Single by Birds of Tokyo

from the album Human Design
- Released: 21 September 2018
- Length: 3:12
- Label: Birds of Tokyo, EMI

Birds of Tokyo singles chronology
| "Empire" (2016) | "Unbreakable" (2018) | "Good Lord" (2019) |

Music video
- "Unbreakable" on YouTube

= Unbreakable (Birds of Tokyo song) =

"Unbreakable" is a song by Australian alternative rock band Birds of Tokyo. The song is about resilience and was chosen as the theme of the 2018 Invictus Games in Sydney and performed the track at the official Closing Ceremony on 27 October at Sydney Super Dome. The song was released on 21 September 2018 and was the most added song to Australian radio for the week commencing 27 September 2018. "Unbreakable" will be featured on their upcoming sixth studio album, Human Design (2020).
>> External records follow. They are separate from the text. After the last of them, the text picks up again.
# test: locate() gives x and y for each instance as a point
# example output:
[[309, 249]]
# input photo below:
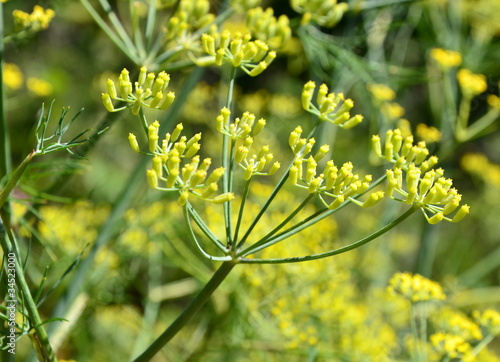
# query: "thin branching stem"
[[341, 250]]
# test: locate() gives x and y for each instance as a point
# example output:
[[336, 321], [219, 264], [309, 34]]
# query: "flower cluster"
[[452, 346], [402, 152], [325, 13], [415, 288], [148, 91], [38, 20], [264, 26], [383, 97], [253, 57], [471, 84], [190, 16], [339, 184], [190, 178], [240, 128], [425, 187], [255, 164], [446, 58], [330, 107]]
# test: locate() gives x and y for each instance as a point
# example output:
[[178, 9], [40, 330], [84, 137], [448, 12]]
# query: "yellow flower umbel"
[[423, 186], [415, 288], [149, 91], [446, 58], [331, 107], [253, 57], [339, 184], [322, 12], [264, 26], [189, 17], [170, 173]]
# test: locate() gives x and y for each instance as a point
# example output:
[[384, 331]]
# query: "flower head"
[[252, 56], [148, 91], [470, 83], [331, 107]]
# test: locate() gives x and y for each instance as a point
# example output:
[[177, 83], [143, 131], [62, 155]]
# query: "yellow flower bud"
[[461, 213], [220, 199], [182, 200], [338, 201], [209, 191], [436, 218], [152, 178], [373, 199], [133, 142], [106, 100]]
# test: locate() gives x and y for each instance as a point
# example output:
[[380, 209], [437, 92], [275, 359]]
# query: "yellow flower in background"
[[428, 133], [452, 346], [470, 83], [415, 288], [38, 86], [392, 110], [13, 77], [446, 58], [381, 92], [38, 20]]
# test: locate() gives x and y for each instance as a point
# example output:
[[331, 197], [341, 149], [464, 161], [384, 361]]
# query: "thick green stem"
[[4, 132], [193, 307], [5, 192], [39, 335], [227, 147]]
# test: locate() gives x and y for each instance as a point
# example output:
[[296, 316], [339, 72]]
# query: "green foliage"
[[279, 221]]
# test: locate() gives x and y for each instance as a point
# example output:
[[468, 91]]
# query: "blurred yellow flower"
[[392, 110], [493, 101], [452, 346], [415, 288], [428, 133], [381, 92], [40, 87], [470, 83], [13, 77], [446, 58]]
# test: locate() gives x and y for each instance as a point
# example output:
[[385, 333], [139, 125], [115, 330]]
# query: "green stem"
[[5, 156], [109, 32], [244, 198], [122, 33], [344, 249], [150, 23], [193, 307], [275, 192], [227, 147], [193, 237], [314, 218], [39, 337], [4, 194], [204, 227], [463, 119], [262, 243]]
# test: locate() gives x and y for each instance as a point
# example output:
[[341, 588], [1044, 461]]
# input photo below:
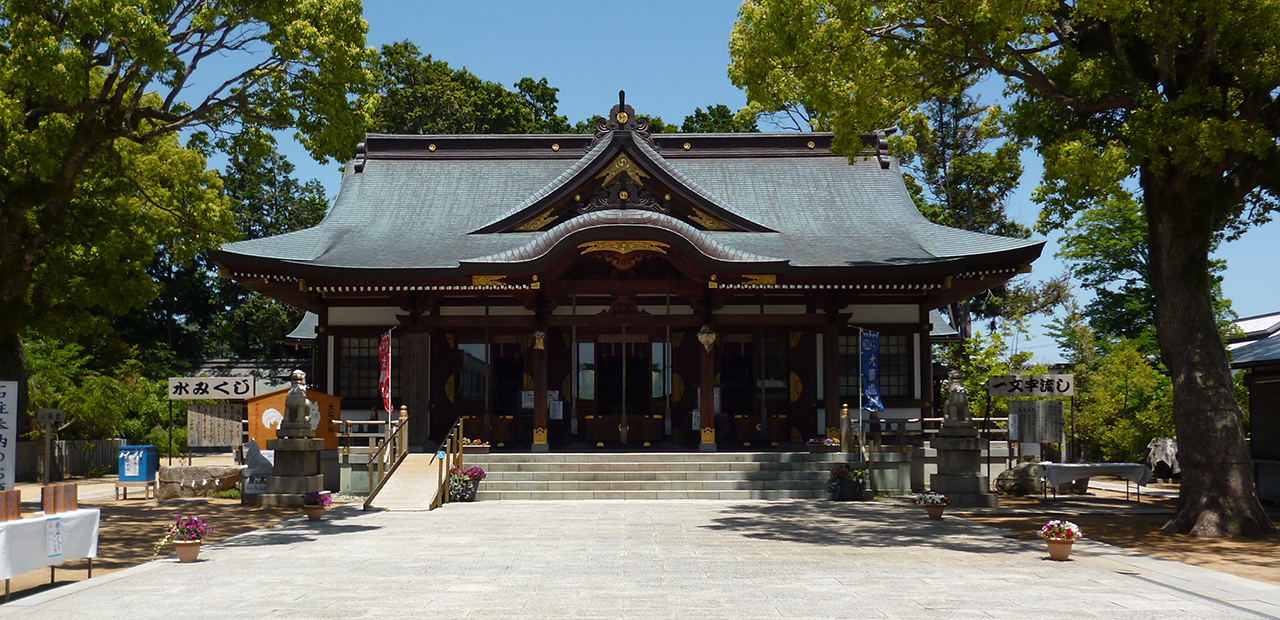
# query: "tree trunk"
[[1217, 495]]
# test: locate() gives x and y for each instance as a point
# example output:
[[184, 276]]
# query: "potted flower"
[[475, 446], [846, 483], [314, 504], [823, 445], [933, 502], [186, 533], [1060, 536], [464, 483]]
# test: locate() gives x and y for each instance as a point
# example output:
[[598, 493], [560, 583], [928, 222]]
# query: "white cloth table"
[[1061, 473], [33, 543]]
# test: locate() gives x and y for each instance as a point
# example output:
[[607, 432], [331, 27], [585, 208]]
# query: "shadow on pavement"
[[855, 524]]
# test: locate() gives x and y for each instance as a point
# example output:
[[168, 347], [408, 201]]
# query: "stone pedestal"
[[297, 472], [959, 465]]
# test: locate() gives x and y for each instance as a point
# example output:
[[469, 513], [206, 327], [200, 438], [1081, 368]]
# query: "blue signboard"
[[871, 370]]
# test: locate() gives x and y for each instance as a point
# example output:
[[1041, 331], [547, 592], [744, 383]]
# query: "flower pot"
[[187, 550], [1060, 550]]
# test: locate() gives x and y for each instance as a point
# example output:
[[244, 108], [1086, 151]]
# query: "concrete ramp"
[[412, 486]]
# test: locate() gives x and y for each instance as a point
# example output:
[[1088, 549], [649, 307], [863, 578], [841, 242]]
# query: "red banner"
[[384, 365]]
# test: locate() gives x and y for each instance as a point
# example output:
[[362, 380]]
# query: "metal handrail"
[[452, 450], [398, 443]]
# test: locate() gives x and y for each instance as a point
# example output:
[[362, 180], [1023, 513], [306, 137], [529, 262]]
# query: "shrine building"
[[624, 290]]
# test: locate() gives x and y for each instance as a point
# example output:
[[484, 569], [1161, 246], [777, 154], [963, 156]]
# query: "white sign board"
[[1031, 384], [8, 433], [213, 388]]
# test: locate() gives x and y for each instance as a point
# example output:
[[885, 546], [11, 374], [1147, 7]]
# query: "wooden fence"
[[72, 457]]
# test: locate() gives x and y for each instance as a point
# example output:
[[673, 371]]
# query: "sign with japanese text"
[[384, 370], [871, 370], [199, 388], [8, 433], [54, 537], [1031, 384]]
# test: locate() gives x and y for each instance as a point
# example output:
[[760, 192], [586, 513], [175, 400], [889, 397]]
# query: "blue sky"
[[671, 57]]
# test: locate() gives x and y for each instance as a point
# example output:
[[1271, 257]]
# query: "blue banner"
[[871, 370]]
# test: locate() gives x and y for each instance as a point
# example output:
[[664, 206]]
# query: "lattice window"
[[359, 369]]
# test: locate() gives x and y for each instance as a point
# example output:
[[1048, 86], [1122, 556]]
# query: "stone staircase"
[[656, 475]]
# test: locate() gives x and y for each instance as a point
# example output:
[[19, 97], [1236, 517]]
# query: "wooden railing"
[[388, 456], [452, 450]]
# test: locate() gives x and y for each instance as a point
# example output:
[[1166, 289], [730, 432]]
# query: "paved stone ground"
[[629, 559]]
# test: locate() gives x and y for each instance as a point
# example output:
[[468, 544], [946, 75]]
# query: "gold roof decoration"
[[622, 164], [624, 246]]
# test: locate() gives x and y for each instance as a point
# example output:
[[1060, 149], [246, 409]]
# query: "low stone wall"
[[195, 481]]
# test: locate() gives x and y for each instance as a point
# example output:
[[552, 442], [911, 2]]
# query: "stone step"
[[649, 495], [650, 466], [499, 486], [654, 475], [659, 457]]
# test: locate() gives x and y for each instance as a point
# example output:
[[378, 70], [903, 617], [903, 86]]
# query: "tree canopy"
[[421, 95], [1180, 97], [91, 97]]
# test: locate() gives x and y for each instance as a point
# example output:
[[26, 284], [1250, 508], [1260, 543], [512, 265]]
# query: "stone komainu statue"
[[956, 407], [297, 409]]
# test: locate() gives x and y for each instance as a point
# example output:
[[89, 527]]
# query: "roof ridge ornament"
[[622, 117], [877, 140]]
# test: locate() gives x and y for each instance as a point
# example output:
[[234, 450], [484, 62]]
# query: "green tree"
[[421, 95], [90, 90], [1106, 246], [960, 168], [717, 119], [1180, 96], [1121, 404]]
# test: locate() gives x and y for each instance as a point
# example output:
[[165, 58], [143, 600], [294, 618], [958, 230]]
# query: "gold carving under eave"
[[624, 246], [622, 164], [708, 222], [539, 222]]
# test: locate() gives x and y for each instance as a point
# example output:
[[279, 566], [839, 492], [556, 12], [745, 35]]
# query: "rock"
[[195, 481], [1019, 481]]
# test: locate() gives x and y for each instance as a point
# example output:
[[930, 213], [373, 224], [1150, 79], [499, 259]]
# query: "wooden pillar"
[[540, 391], [708, 400], [415, 383], [831, 374]]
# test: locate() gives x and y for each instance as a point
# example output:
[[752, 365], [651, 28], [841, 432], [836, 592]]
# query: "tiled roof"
[[416, 209]]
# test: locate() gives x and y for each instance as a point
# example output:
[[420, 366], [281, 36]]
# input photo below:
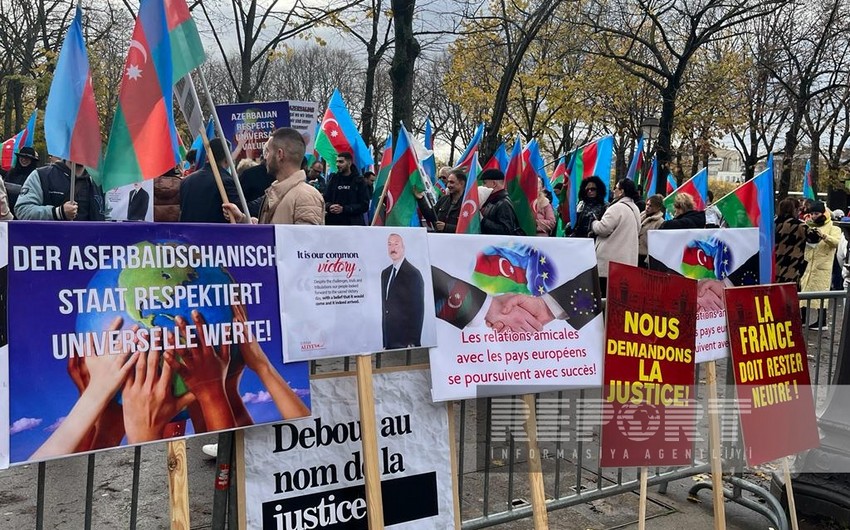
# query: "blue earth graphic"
[[110, 278]]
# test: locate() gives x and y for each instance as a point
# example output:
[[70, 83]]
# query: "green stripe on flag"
[[122, 167]]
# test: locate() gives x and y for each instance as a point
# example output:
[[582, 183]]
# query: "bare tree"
[[812, 42], [260, 28], [655, 40]]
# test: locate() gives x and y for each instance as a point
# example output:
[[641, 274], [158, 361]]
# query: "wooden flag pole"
[[714, 448], [789, 494], [369, 442], [72, 194], [178, 485], [214, 165], [242, 202], [644, 472], [450, 411], [535, 468]]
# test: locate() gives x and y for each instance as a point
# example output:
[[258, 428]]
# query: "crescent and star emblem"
[[510, 271], [455, 301]]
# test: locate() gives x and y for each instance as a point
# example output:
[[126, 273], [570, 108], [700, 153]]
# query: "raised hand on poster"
[[106, 375], [149, 402], [204, 370], [539, 313], [287, 402]]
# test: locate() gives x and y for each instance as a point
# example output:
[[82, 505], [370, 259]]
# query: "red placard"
[[771, 371], [649, 368]]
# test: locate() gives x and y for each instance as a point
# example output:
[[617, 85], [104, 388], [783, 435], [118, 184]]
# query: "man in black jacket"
[[686, 216], [200, 200], [497, 213], [347, 194]]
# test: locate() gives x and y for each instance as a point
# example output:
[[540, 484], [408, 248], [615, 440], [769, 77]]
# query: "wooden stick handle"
[[369, 442], [178, 485], [535, 468], [789, 493], [714, 448]]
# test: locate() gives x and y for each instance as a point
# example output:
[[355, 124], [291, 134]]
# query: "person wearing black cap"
[[497, 213], [200, 200], [46, 195], [821, 244], [27, 161]]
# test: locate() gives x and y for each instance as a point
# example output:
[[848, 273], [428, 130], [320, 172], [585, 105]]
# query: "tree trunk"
[[663, 148], [367, 114], [790, 148], [404, 58]]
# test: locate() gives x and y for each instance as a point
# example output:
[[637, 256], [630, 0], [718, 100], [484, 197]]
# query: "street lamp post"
[[650, 127]]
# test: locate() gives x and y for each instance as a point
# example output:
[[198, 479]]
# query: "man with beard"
[[26, 162], [497, 213], [347, 194]]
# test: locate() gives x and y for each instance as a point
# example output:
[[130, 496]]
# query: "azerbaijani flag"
[[696, 187], [499, 160], [405, 176], [198, 144], [143, 140], [751, 205], [187, 52], [468, 221], [521, 184], [381, 181], [636, 165], [501, 270], [808, 189], [24, 138], [671, 184], [465, 161], [534, 160], [649, 180], [590, 159], [71, 125], [338, 134], [430, 163]]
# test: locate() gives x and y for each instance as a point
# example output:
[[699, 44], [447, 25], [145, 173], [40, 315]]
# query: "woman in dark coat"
[[591, 206]]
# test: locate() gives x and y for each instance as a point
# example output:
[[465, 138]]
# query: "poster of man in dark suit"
[[137, 207], [402, 299]]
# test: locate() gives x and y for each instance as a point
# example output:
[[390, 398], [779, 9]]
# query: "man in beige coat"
[[289, 200], [617, 231]]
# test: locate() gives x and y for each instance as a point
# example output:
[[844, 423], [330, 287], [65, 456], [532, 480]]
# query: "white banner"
[[718, 258], [308, 473], [514, 311], [353, 290], [133, 202]]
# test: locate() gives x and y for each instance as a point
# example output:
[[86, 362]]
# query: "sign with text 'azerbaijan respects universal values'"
[[117, 331]]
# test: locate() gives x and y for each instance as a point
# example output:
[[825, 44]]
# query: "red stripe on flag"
[[85, 144], [144, 108], [588, 159], [335, 135], [499, 266]]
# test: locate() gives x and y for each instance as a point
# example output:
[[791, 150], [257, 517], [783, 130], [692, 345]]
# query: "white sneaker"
[[211, 450]]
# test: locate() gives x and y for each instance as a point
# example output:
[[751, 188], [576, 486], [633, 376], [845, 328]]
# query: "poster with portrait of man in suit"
[[515, 315], [133, 202], [354, 290]]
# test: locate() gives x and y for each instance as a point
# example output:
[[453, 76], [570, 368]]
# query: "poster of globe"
[[123, 334]]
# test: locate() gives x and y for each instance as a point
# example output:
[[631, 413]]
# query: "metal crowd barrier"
[[492, 476]]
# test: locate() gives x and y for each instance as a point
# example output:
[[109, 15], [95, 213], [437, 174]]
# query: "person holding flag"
[[686, 214], [347, 194], [446, 211], [497, 213], [26, 161]]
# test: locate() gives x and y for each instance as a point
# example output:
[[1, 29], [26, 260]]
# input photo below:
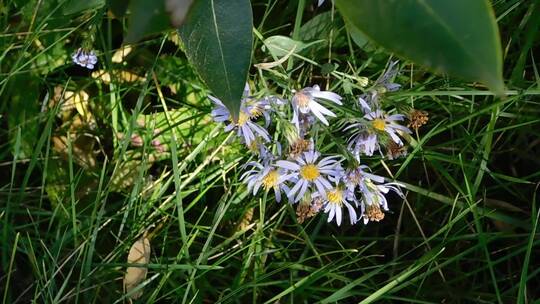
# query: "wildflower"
[[307, 209], [417, 118], [308, 172], [266, 176], [372, 189], [247, 130], [84, 58], [305, 102], [336, 198], [156, 143], [299, 146], [376, 128], [394, 151]]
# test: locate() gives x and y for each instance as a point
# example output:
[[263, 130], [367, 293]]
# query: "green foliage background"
[[140, 156]]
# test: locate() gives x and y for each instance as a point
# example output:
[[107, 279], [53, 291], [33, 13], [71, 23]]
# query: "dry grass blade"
[[135, 275]]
Upon release band member Ian Kenny said "After a couple of years of fleeting highs and extreme lows, new music has now emerged squinting through the bright light of what seemed like a long and twisted tunnel. Only when we truly get kicked down do we learn what we're made of. Through the rebuild, reflection and remains we find out who and what we are. We live on. We love more. We let go."

==Music video==
The official music video for "Unbreakable" was directed by Matt Sav and released on 11 October 2018. The clip follows the escapades of a young couple, portrayed by Sophia Natale and Birds Of Tokyo frontman Ian Kenny and was shot in Perth.

==Track listing==
Digital download
1. "Unbreakable" – 3:12

==Charts==

| Chart (2018) | Peak position |
|---|---|
| Australian Digital Tracks (ARIA) | 33 |

==Certifications==

| Region | Certification | Certified units/sales |
| Australia (ARIA) | Gold | 35,000^{‡} |
^{‡} Sales+streaming figures based on certification alone.